While that is the scariest, it is not the worst. The worst is statements like these, “why are you so crazy? Just shut up already!”, “you’re going to make everyone hate you if you keep doing this”, “you’re poor husband! Having to put up with you and your bullshit”, “why can’t you calm down?”, “you can’t reach your goals, don’t bother trying”, “you’re a terrible mother”, “just give up already”. And you know what? That’s me, I’m saying it, it’s on repeat in my head everyday. I counteract it as much as I can by focusing on the beauty around me, the amazing people I see everyday, the joys that I can find. They are out there and I work hard to focus on them. But sometimes the brain doesn’t shut up. Sometimes it has to try to kill me again.

For anyone who has not lived with mental illness and wants to know what it’s like, record yourself whispering “you’re terrible, you’re wrong, you’ll never amount to anything, you’re ruining everyone else’s lives, they don’t want you around”. Play that on repeat, and listen to your voice telling you these awful things non-stop. Listen all day through everything you do. How does that feel? How does it feel to have your own voice whispering what a waste of a human being you are over and over and over again? Now imaging having that on repeat everyday of your life. That is mental illness. That is my depression, my anxiety, my borderline, my fears, everything. That is what I face. That is why I cry. 

I hope you never actually test that, because I don’t wish that on anyone. Instead test something different. Find one thing every day that you love. One thing that makes you smile, that gives you hope. Even on my worst days I try to find that one thing. Even when I’ve hidden in bed for 3 days afraid to face the world, shaking and crying for reasons I don’t know. I can hear my husband playing with the kids in the next room and smile. “I didn’t ruin their lives, and I will get better” I tell myself. My brain likes to lie to me, but when I find that moment of hope, my brain sees the truth. I can cling to that, and it will get me through. Find your daily moment of hope and cling to it.

Spirit animal

Question, do you have a spirit animal? And if so, how did you discover what it was? 

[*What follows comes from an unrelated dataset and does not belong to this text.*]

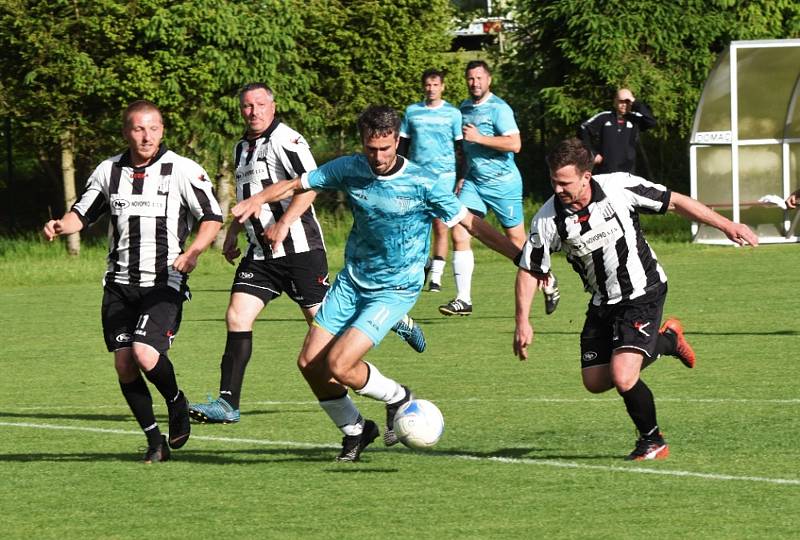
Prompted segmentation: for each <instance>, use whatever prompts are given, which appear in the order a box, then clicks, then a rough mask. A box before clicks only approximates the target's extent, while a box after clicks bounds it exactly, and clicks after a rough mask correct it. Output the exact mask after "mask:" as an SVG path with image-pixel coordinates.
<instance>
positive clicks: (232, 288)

I struggle with not feeling “human”. I feel separate from the world. For whatever strange reason I always wanted a spirit animal because I feel that seeing those characteristics within myself will help connect me to the world. It’s as though having a spirit animal will make me more human. It may seem strange, but it’s the type of thing that goes through my mind sometimes.

Twitter!

So for privacy reasons I’ve kept my personal accounts separate from my blog account. However I wanted the opportunity to connect more so with y’all, so I created a new twitter account. Feel free to find me and connect, I will re follow you all! If you want to connect with each other leave your link in the comments so we can all find each other!

@borderline_boss

My overwhelmed brain

A thousand thoughts a second, too much noise, too much movement. I’m having one of those days where my BPD puts my brain on overdrive and I can feel everything. The Disney movie my children are watching is itchy on the sides of my face, the political news my husband is listening to crawls through my fingers, the lawnmower across the street makes me shaky, the random stream of light coming through the blinds tightens my chest. I feel everything. I want to sleep but my brain won’t stop, I want to distract my brain but everything makes it worse. I should take a sleeping pill but I have so much to do today. All I want is a short nap, is that so much to ask? A moments peace from this highly overwhelming brain day? But the worst is that when I do take a nap it will all follow me. All the stresses will appear in the vivid dreams I consistently have. Damned if I do, damned if I don’t.
Update: after 2 hours of enjoying a nice morning, followed by over 4 hours of hiding on my bed out of terror of… um… I don’t know, life(?), I’ve made it back to my baseline of sitting on the couch only half as anxious, where I am now reading. I can now fake exsistance again. Welcome to a day in the life of a borderline, as this has been a very small glimpse of my daily exsistance.